Over this period, the total crypto market cap lost $333.5 billion before bouncing at $1.898 trillion on Saturday. While it’s too early to say the bottom is in, for now, it does seem like the worst is over.
The correlation between crypto and the macro landscape has become more apparent during this recent sell-off phase. With that, it’s clear that recovery is dependent on what happens next in the wider economy.
However, there remains hope for Bitcoin in terms of breaking this correlation and fulfilling its potential as a digital reserve asset.
Then again, not everyone believes that this will happen.
Dave Ramsey, who offers help with budgeting and debt, didn’t hold back in panning Bitcoin and cryptocurrencies.
The host of the Ramsey Show pointed out that digital currencies represent a “get rich quick” mentality. This, he says, is dangerous because it blinds people to the downside potential.
Based on a lack of historical data, Ramsey added that, by definition, cryptocurrencies are not an investment. Instead, they are a speculative form of gambling.
“… it’s an unproven thing to put money into, and so, it’s not an investment. By definition an investment has a historical track record that you can plough into…”
Given that no Bitcoin trading data existed before the 2008 financial crisis, he may have a point.
Peter Schiff also took this opportunity to reiterate his anti-Bitcoin stance. In a recent tweet, he called on holders to “open your eyes and your mind” and get out of $BTC before it’s too late.
Don’t wait for the bubble to deflate completely before recognizing what it was. Just open your eyes and your mind and sell your #Bitcoin now, while others still have their eyes closed and minds shut.https://t.co/vmDQAnsND4
— Peter Schiff (@PeterSchiff) January 8, 2022
BTC proponents hold strong
Nonetheless, Bitcoin supporters continue to propagate the idea of a move higher from this point.
Using the Stock-to-Flow (S2F) model, Plan B charted his prediction based on a scaled price against time since the halving. By cross-referencing historical price movements, the model shows a $100,000 price coming around May this year.
The S2F model was derived by looking at the ratio of the current stock of an asset (or circulating supply) with the flow of production (or mined tokens). It follows that scarce assets increase in price.
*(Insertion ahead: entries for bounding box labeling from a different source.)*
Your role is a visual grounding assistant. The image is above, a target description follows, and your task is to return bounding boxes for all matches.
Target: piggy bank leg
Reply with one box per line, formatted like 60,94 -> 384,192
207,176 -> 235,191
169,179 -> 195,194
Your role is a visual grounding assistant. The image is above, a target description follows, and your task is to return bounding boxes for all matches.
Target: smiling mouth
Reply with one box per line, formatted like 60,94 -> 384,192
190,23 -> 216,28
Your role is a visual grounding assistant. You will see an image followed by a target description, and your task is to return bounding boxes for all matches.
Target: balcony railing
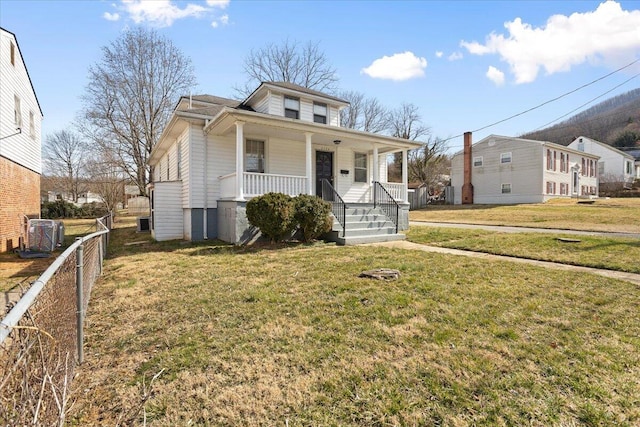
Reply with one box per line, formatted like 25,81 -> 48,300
220,172 -> 307,199
380,182 -> 407,202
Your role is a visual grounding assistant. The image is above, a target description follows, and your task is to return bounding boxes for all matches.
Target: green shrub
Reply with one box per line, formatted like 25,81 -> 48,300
247,193 -> 296,242
294,194 -> 333,242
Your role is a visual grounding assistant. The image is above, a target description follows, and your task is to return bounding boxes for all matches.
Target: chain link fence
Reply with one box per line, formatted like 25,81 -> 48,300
0,215 -> 112,426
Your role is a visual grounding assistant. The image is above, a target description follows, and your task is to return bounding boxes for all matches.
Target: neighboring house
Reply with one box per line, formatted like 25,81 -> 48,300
569,136 -> 636,188
451,135 -> 598,204
149,82 -> 420,244
0,28 -> 42,252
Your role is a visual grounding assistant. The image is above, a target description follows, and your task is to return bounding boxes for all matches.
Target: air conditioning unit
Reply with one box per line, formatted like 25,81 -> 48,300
136,216 -> 151,233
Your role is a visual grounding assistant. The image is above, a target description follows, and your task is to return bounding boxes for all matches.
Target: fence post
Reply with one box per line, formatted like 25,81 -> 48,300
76,244 -> 84,364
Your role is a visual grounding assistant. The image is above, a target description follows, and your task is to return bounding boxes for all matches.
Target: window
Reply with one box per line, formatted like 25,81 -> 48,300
284,96 -> 300,119
547,181 -> 556,194
353,153 -> 367,182
244,139 -> 264,173
560,182 -> 569,196
313,102 -> 327,125
13,95 -> 22,128
176,142 -> 182,179
29,111 -> 36,139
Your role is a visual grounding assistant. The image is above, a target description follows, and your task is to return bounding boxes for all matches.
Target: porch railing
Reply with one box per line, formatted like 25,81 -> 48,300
322,179 -> 347,237
373,181 -> 400,233
380,182 -> 408,202
220,172 -> 307,199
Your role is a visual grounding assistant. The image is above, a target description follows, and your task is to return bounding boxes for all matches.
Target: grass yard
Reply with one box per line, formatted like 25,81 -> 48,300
67,222 -> 640,426
409,198 -> 640,233
407,226 -> 640,273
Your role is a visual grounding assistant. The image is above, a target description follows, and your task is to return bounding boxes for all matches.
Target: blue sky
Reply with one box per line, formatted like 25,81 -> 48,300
0,0 -> 640,151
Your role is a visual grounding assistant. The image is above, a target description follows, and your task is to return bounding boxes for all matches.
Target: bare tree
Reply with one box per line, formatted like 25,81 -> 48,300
387,103 -> 431,182
407,138 -> 450,193
338,91 -> 388,133
387,102 -> 431,141
236,39 -> 338,96
79,27 -> 195,198
42,130 -> 86,202
88,156 -> 127,214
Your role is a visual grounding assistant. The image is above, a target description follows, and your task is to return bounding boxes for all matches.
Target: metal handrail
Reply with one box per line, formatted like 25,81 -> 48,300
322,179 -> 347,237
373,181 -> 400,234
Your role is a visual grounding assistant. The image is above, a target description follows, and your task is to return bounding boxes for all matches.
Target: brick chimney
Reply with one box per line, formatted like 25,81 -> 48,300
462,132 -> 473,205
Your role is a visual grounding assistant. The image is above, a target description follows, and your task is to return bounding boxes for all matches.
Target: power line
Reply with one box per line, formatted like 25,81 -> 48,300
443,59 -> 640,147
534,73 -> 640,132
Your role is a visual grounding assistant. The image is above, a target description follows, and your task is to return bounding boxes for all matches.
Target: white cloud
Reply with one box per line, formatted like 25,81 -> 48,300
360,51 -> 427,81
207,0 -> 229,9
102,12 -> 120,21
486,65 -> 504,86
103,0 -> 230,27
460,1 -> 640,83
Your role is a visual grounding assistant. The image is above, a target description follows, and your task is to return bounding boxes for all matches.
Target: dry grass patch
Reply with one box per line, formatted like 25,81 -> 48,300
68,226 -> 640,426
407,226 -> 640,273
409,198 -> 640,233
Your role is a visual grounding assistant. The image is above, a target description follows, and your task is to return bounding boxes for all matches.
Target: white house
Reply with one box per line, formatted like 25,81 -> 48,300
569,136 -> 636,188
149,82 -> 420,244
0,28 -> 42,252
451,135 -> 598,204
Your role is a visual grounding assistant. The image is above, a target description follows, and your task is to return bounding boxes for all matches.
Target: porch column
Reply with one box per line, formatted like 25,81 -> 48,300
304,132 -> 313,195
373,144 -> 380,182
402,150 -> 409,202
235,121 -> 244,201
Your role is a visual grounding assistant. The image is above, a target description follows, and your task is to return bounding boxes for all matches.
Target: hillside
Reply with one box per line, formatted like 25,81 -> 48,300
521,88 -> 640,146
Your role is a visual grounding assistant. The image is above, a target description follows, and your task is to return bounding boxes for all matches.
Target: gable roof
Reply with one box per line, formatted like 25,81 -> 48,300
242,82 -> 349,107
571,136 -> 633,158
0,27 -> 44,117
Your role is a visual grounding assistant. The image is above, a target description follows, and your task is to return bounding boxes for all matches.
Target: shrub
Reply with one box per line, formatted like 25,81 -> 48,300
247,193 -> 296,242
294,194 -> 333,242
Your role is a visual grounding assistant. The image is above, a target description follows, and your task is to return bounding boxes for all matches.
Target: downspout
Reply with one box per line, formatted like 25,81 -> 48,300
202,120 -> 209,240
462,132 -> 473,205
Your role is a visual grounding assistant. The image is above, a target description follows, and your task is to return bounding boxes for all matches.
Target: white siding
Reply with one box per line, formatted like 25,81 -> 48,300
267,138 -> 306,176
327,105 -> 341,126
153,181 -> 184,241
253,93 -> 270,114
269,93 -> 284,117
206,132 -> 236,208
334,147 -> 372,203
569,137 -> 634,181
300,99 -> 313,122
0,30 -> 42,173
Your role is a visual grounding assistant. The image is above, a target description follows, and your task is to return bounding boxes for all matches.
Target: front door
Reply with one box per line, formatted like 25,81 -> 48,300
316,151 -> 333,197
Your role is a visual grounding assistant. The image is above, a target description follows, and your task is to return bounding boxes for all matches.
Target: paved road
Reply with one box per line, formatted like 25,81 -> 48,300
409,221 -> 640,239
369,240 -> 640,285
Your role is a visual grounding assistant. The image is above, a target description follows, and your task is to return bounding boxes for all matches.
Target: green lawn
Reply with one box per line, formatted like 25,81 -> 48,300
67,227 -> 640,426
407,226 -> 640,273
410,198 -> 640,233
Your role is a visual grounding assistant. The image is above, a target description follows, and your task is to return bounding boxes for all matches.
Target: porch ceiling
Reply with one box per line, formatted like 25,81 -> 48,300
205,110 -> 422,154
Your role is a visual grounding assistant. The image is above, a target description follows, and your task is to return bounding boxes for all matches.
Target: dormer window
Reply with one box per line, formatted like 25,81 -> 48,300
284,96 -> 300,119
313,102 -> 327,125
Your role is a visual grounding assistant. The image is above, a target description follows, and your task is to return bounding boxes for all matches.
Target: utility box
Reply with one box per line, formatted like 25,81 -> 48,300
27,219 -> 58,252
136,216 -> 151,233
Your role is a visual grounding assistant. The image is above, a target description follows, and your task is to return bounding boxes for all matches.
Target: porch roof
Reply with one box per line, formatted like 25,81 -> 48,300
204,107 -> 422,154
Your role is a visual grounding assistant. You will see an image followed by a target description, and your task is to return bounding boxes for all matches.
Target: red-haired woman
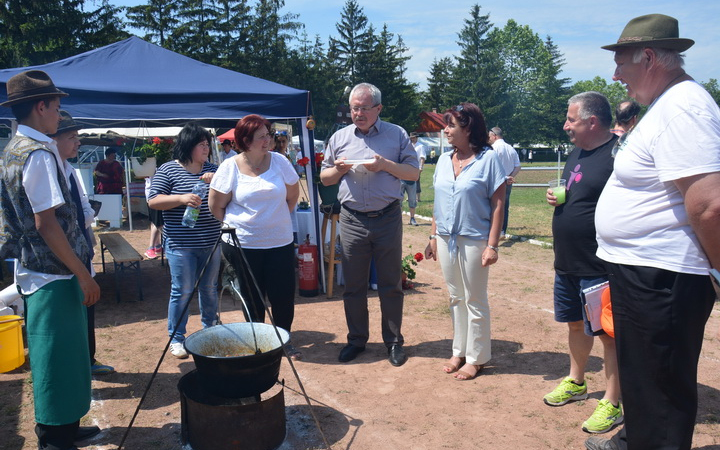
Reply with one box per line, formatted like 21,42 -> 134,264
210,114 -> 301,359
425,103 -> 505,380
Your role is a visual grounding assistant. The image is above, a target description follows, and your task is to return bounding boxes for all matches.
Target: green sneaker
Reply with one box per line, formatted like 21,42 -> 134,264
543,377 -> 587,406
583,399 -> 623,434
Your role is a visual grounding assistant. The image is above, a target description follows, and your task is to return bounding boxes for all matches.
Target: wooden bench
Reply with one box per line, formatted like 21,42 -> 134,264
99,233 -> 143,303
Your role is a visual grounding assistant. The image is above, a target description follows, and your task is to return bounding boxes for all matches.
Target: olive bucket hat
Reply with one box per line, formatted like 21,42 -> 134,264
0,70 -> 69,106
601,14 -> 695,52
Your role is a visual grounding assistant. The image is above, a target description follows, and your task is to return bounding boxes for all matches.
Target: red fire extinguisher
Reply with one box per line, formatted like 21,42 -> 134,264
298,234 -> 319,297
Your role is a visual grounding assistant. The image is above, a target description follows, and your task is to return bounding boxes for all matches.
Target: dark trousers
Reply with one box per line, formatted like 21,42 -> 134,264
340,203 -> 403,347
222,242 -> 295,331
503,183 -> 512,234
608,264 -> 715,450
35,421 -> 80,450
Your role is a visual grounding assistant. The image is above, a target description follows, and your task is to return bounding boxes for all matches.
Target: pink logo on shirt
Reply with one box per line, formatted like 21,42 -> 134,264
567,164 -> 582,189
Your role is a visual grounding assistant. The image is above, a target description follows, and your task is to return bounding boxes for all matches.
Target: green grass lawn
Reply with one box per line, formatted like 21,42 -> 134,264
403,164 -> 556,242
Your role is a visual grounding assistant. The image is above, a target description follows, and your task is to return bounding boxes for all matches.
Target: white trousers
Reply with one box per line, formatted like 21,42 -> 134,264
437,236 -> 491,364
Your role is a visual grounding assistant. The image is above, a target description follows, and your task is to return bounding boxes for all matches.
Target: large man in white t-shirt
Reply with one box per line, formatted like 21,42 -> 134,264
585,14 -> 720,450
488,127 -> 520,239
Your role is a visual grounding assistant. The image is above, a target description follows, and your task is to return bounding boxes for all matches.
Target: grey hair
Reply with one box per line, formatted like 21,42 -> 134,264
348,83 -> 382,105
632,47 -> 685,70
568,91 -> 612,129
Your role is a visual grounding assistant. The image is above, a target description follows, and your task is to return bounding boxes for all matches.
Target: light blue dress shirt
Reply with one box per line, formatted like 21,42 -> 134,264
322,119 -> 420,212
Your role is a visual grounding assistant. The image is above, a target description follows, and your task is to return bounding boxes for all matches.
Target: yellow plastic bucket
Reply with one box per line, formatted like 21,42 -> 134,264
0,316 -> 25,373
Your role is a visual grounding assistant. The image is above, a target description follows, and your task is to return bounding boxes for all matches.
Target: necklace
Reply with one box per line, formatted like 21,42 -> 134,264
455,150 -> 475,169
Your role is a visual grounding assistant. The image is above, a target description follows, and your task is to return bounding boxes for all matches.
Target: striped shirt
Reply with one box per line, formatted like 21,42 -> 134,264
149,161 -> 220,248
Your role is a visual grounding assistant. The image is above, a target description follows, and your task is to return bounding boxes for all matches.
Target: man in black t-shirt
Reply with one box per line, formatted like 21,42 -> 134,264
543,92 -> 623,433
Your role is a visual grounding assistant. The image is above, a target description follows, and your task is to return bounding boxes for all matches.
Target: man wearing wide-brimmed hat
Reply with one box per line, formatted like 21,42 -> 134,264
0,70 -> 100,450
585,14 -> 720,450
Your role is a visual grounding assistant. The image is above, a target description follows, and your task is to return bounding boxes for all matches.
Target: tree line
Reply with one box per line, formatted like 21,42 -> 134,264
0,0 -> 720,146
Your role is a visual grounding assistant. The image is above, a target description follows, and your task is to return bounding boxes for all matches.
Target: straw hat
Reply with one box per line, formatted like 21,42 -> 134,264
50,109 -> 82,137
601,14 -> 695,52
0,70 -> 69,106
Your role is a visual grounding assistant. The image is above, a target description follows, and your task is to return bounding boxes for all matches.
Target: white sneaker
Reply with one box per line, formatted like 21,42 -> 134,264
170,342 -> 188,359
The S2FX model takes this concept and adds asset phase transition to refine the idea further. That is, S2FX introduces the notion of asset maturity, moving from conception to maturity as a “financial asset.”
Mid-December, using Elliot Wave theory, @CredibleCrypto tweeted that Bitcoin is in a flat 3 wave (A, B, C) correction move. He predicted a swing lower below $42k, but above $30k, before completing the structure for a move higher.
All eyes are on Bitcoin to see what happens next.